O que disseram as famílias das vítimas e dos policiais

UOL Notícias

Definição só ao fim do processo

Em nota, a SSP (Secretaria da Segurança Pública) confirmou as informações do corregedor e dos advogados, apontando que os salários de Cristilder e Eleutério foram restabelecidos por decisão da Justiça, e que Henklain recebe auxílio-reclusão por força de lei federal. Especialistas em segurança pública, no entanto, criticam o que classificam como "demora" para o processo de demissão e expulsão dos PMs já condenados pelo júri. 

Para o professor de gestão pública da FGV (Fundação Getúlio Vargas), Rafael Alcadipani, "causa estranheza uma pessoa condenada por homicídio múltiplo continuar a receber o seu soldo do estado. Qualquer preso comum, quando vai para a cadeia, deixa de trabalhar. Quando a pessoa deixa de trabalhar, deixa de receber", diz o professor, especialista em segurança pública.

O coronel reformado José Vicente da Silva Filho, que já comandou a PM paulista e foi secretário nacional de Segurança Pública do governo de Fernando Henrique Cardoso (1995-2002), afirmou que o período entre a 1ª condenação e agora já teria sido o suficiente para condená-los, também, no processo administrativo dentro da corporação. "Não é necessário transitar em julgado para a PM condená-lo.
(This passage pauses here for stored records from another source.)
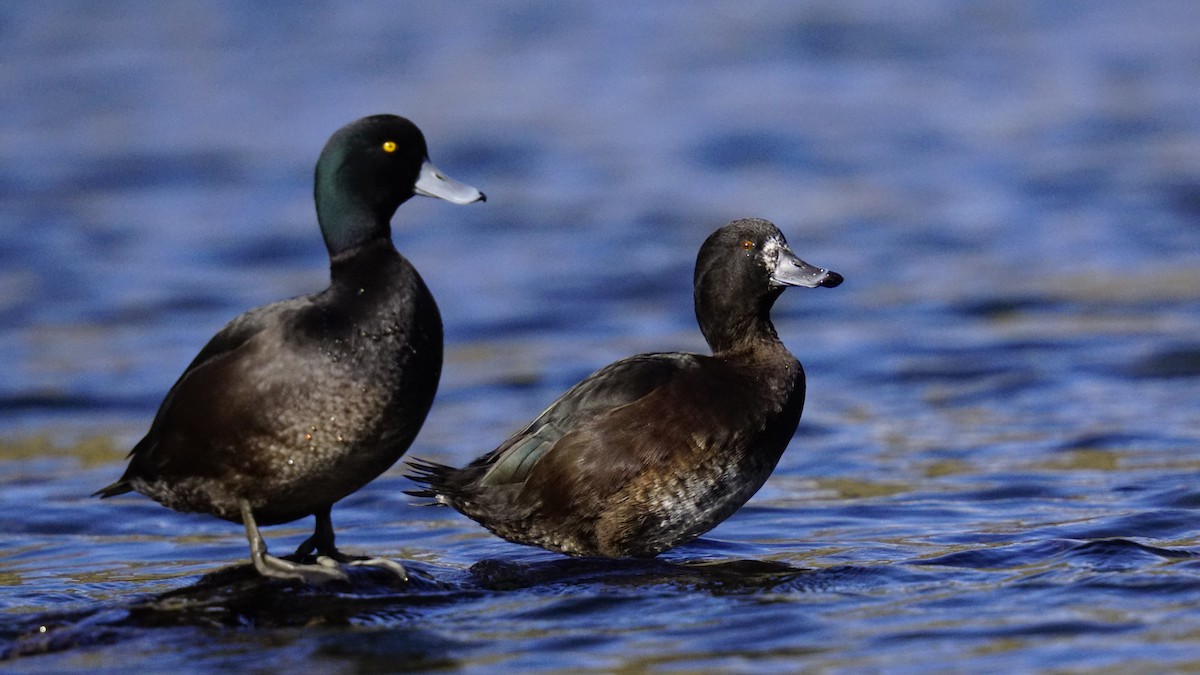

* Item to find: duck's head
[313,115,486,255]
[695,219,842,352]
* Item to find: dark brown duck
[97,115,484,581]
[409,219,842,557]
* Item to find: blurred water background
[0,0,1200,673]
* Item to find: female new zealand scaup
[409,219,842,557]
[96,115,485,581]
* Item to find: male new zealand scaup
[96,115,485,581]
[409,219,842,557]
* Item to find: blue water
[0,0,1200,673]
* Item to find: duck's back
[114,243,442,524]
[425,345,804,556]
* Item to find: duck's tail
[404,458,458,506]
[91,478,133,500]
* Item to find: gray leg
[292,506,408,581]
[239,500,349,584]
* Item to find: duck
[408,219,842,557]
[94,114,486,583]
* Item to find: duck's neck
[696,285,782,354]
[313,162,400,258]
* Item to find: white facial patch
[761,237,787,269]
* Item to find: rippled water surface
[0,0,1200,673]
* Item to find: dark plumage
[409,219,842,557]
[96,115,485,580]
Isso pode durar dez anos. Não faz sentido e não me parece plausível que um indivíduo condenado por um crime como esse receba salários", afirmou.

Segundo a desembargadora Ivana David, da 4ª Câmara da Justiça de São Paulo, composta por magistrados mais experientes, só após o trânsito em julgado da sentença os efeitos da condenação criminal podem ser aplicados. "Ainda que a Justiça tenha declarado a responsabilidade criminal e aplicado pena de mais de cem anos de reclusão, os policiais condenados continuam fazendo parte do quadro da corporação e auferindo vencimentos", disse a magistrada. 

O ouvidor das polícias de São Paulo, responsável por receber e encaminhar investigações de denúncias, Benedito Mariano, afirmou que o órgão "espera agilidade, tanto no processo da Justiça quanto da decisão da esfera administrativa, que culmine na expulsão dos policiais". Caso isso ocorra, os policiais terão os salários suspensos e irão a um presídio comum.